Interestingly our study is the first to have demonstrated a significant difference in the native T1-values between the IPAH and SScPAH. We have used the ShMOLLI sequence in contrast to other studies that have used the MOLLI sequence [
17,
22,
38]. The ShMOLLI sequence is heart rate independent [
39] and as such is able to estimate long T1s which is important for assessing oedematous tissue [
40]. Previous ShMOLLI T1 mapping studies of the LV in systemic sclerosis patients suggested the presence of interstitial fibrosis and low-grade inflammation [
41]. Therefore, the higher T1-value SScPAH seen in our study could signify a combination of diffuse interstitial fibrosis and myocardial inflammation, a theory that fits with the pathophysiology of systemic sclerosis.
Study limitations
Our study only performed a single mid-ventricular slice on OS-CMR imaging rather than the entire ventricle hence there was incomplete coverage of the full RV myocardium. This is unlikely to be of major relevance in RV assessment of PAH which is a global process. While our study had demonstrated in-vivo myocardial deoxygenation in the RV of PAH, we had not performed any direct comparison with myocardial blood flow, an area for future studies.
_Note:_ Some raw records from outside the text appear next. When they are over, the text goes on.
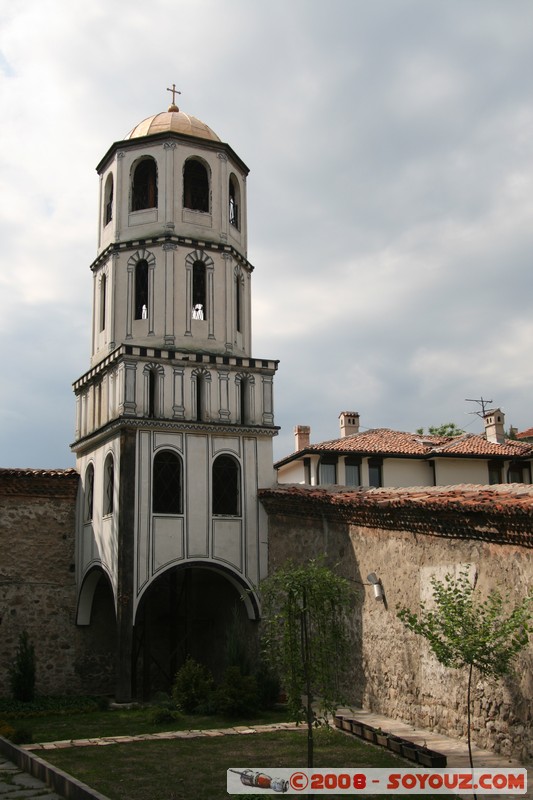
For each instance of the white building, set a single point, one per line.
(383, 457)
(174, 417)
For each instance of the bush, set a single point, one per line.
(193, 686)
(22, 673)
(237, 695)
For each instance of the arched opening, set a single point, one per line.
(195, 186)
(144, 185)
(141, 289)
(96, 619)
(103, 301)
(167, 489)
(109, 485)
(226, 486)
(234, 197)
(187, 611)
(88, 489)
(199, 293)
(108, 200)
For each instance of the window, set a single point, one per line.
(327, 470)
(352, 472)
(516, 473)
(226, 486)
(199, 290)
(375, 466)
(238, 303)
(200, 396)
(108, 200)
(152, 394)
(103, 298)
(167, 483)
(89, 493)
(141, 289)
(233, 201)
(195, 186)
(495, 472)
(144, 188)
(109, 484)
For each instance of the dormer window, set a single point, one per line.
(233, 201)
(144, 185)
(195, 186)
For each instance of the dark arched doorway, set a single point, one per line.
(187, 611)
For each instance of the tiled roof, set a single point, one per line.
(384, 441)
(38, 482)
(502, 513)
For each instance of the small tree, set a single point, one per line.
(22, 673)
(464, 631)
(446, 429)
(305, 637)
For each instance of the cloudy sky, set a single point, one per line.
(390, 209)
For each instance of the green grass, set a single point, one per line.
(54, 727)
(188, 769)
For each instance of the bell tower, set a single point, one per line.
(175, 417)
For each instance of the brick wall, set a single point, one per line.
(37, 584)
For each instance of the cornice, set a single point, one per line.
(136, 423)
(166, 240)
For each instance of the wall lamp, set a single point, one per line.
(376, 585)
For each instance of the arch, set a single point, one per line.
(196, 185)
(167, 483)
(226, 486)
(103, 300)
(234, 192)
(200, 269)
(108, 200)
(109, 484)
(154, 376)
(144, 184)
(141, 289)
(239, 299)
(87, 593)
(245, 384)
(88, 488)
(201, 380)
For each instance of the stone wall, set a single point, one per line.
(393, 670)
(37, 584)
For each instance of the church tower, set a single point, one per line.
(175, 419)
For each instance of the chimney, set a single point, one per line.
(302, 434)
(349, 422)
(494, 421)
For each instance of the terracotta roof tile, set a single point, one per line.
(388, 442)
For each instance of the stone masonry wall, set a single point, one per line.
(37, 582)
(393, 671)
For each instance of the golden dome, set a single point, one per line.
(173, 121)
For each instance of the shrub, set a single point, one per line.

Late-gadolinium enhancement or extracellular volume assessment was not performed due to concerns of patient safety and tolerability during CMR research scan. While OS-CMR sequence has been studied in many conditions [
9], to our knowledge it has not been studied in PAH. The multiple breath-hold during rest/stress OS-CMR image acquisitions could potentially be challenging for PAH patients as dyspnoea is a common symptom in this cohort of patients. The number of subjects in the healthy control groups were relatively small especially with female controls, compared to the PAH group. However the control group were age-matched, minimizing any significant bias. This is important, especially in T1-values whereby age is known to influence native myocardial T1-values [
39]. Measuring RV T1 on a curved RV myocardium can be challenging. RV T1 mapping with ShMOLLI sequence at 8 mm slice thickness can be a potential substrate for partial volume effects affecting T1-values. However, every effort was taken to ensure the ROI was drawn in the myocardium. Furthermore the adequate reproducibility and the comparable RV T1-values to the LV T1-values in PAH patients suggest accurate interpretation of RV T1. Although this study was prospective, the PAH patients were stable on pulmonary vasodilator therapy. This could have mitigated against the finding of RV ischemia. A larger study would help to determine the clinical and prognostic utility of these novel CMR techniques in PAH.